To ask the Secretary of State for Communities and Local Government, what assessment his Department has made of the effect on single homeless people in short-term accommodation of his Department's proposals for the reform of supported housing.
From April 2018 we are implementing the Homelessness Reduction Act, the biggest change to homelessness legislation in decades which will require local authorities to provide early help and support to people, including single people to prevent them from becoming homeless in the first place.
Short-term supported accommodation needed in crisis or transition, such as homeless hostels or refuges, will now be funded and commissioned directly by the local authority, through a ring-fenced grant from central government.
The model will help more people to sustain or get in to work.
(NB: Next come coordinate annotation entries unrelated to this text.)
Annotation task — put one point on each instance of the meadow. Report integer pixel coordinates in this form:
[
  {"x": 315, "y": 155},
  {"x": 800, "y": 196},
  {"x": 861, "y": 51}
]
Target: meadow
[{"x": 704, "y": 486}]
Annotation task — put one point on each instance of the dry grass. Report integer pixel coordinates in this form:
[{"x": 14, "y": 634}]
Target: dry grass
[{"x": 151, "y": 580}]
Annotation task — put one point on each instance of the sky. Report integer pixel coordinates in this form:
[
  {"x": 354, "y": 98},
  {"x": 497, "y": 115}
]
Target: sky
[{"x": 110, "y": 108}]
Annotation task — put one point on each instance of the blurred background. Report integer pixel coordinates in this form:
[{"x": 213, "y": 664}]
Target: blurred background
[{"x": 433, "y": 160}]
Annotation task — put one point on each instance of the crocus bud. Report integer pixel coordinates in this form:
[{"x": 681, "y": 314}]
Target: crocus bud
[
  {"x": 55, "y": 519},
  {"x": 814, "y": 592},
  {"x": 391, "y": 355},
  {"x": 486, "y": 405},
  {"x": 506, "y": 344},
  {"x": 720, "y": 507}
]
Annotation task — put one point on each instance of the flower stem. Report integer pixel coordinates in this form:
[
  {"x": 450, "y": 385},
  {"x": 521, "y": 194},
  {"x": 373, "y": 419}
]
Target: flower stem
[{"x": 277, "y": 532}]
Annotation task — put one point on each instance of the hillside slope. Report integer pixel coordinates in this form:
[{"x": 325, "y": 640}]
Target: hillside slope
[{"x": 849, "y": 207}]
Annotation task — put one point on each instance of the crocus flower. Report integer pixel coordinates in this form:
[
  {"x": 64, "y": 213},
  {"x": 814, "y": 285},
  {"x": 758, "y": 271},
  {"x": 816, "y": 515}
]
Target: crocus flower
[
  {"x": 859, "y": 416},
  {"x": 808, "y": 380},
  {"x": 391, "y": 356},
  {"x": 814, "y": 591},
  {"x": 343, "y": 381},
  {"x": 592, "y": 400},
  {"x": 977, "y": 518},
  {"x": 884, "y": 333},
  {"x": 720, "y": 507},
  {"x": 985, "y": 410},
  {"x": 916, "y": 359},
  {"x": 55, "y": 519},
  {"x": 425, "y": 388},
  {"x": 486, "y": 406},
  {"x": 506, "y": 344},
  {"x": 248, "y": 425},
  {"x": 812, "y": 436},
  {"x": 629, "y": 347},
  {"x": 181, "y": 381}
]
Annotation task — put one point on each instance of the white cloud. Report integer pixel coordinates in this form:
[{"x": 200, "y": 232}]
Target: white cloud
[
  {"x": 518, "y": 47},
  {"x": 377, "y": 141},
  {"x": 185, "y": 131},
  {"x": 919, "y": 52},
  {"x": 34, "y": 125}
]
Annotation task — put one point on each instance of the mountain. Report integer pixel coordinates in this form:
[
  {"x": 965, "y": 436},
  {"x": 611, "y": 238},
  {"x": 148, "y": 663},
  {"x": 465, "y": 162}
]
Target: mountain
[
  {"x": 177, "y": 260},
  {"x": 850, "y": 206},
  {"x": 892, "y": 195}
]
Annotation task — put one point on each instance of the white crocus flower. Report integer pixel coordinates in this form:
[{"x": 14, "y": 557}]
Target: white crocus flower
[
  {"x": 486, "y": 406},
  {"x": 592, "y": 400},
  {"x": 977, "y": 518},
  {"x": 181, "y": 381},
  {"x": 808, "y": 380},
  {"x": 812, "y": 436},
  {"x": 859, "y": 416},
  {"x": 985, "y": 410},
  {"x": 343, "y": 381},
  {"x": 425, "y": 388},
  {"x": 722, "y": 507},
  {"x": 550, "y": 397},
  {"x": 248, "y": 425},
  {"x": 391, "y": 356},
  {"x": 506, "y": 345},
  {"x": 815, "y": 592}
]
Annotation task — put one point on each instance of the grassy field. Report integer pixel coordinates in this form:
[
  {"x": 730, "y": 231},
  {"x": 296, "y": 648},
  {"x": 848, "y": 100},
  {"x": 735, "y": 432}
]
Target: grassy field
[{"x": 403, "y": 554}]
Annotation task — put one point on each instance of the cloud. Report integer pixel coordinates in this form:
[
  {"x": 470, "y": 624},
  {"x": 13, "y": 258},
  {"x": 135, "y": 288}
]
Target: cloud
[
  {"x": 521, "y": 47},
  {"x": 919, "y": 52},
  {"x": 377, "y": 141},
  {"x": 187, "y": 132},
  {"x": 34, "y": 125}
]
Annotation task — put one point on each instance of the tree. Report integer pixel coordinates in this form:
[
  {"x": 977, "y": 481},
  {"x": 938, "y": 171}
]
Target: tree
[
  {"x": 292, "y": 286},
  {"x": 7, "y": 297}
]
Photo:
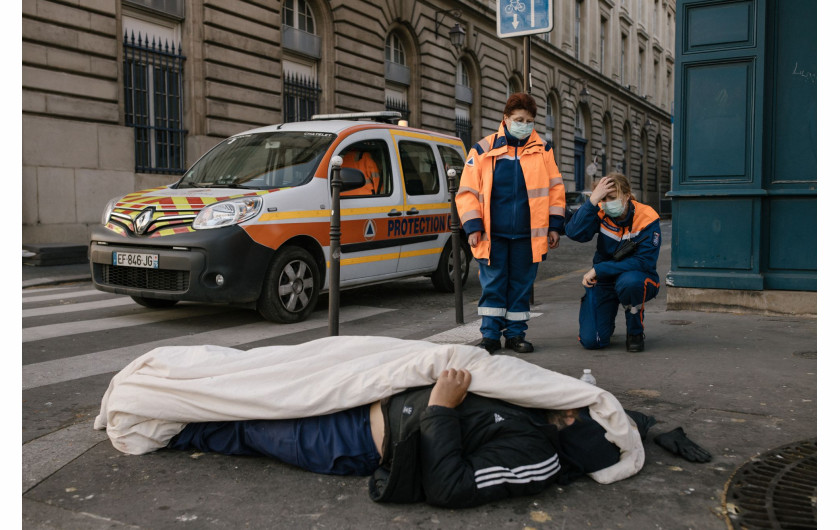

The short-term accommodation grant will remove rental costs for the tenants at a particularly vulnerable point in their lives, allowing them to seek work safe in the knowledge that their housing costs will be met. It will also help people who can, to move-on with greater choice about where they go without carrying a legacy of rent arrears and debt.
It will also give local areas a bigger role in commissioning supported accommodation for vulnerable people in their area. Councils have a strong interest in sustainable short-term accommodation which meets local need and will need to demonstrate how they will meet that through strategic plans and needs assessments.
The arrangements described apply to England only, equivalent funding will be devolved to the Scottish Government, and the specific arrangements will be for the Scottish Government to decide.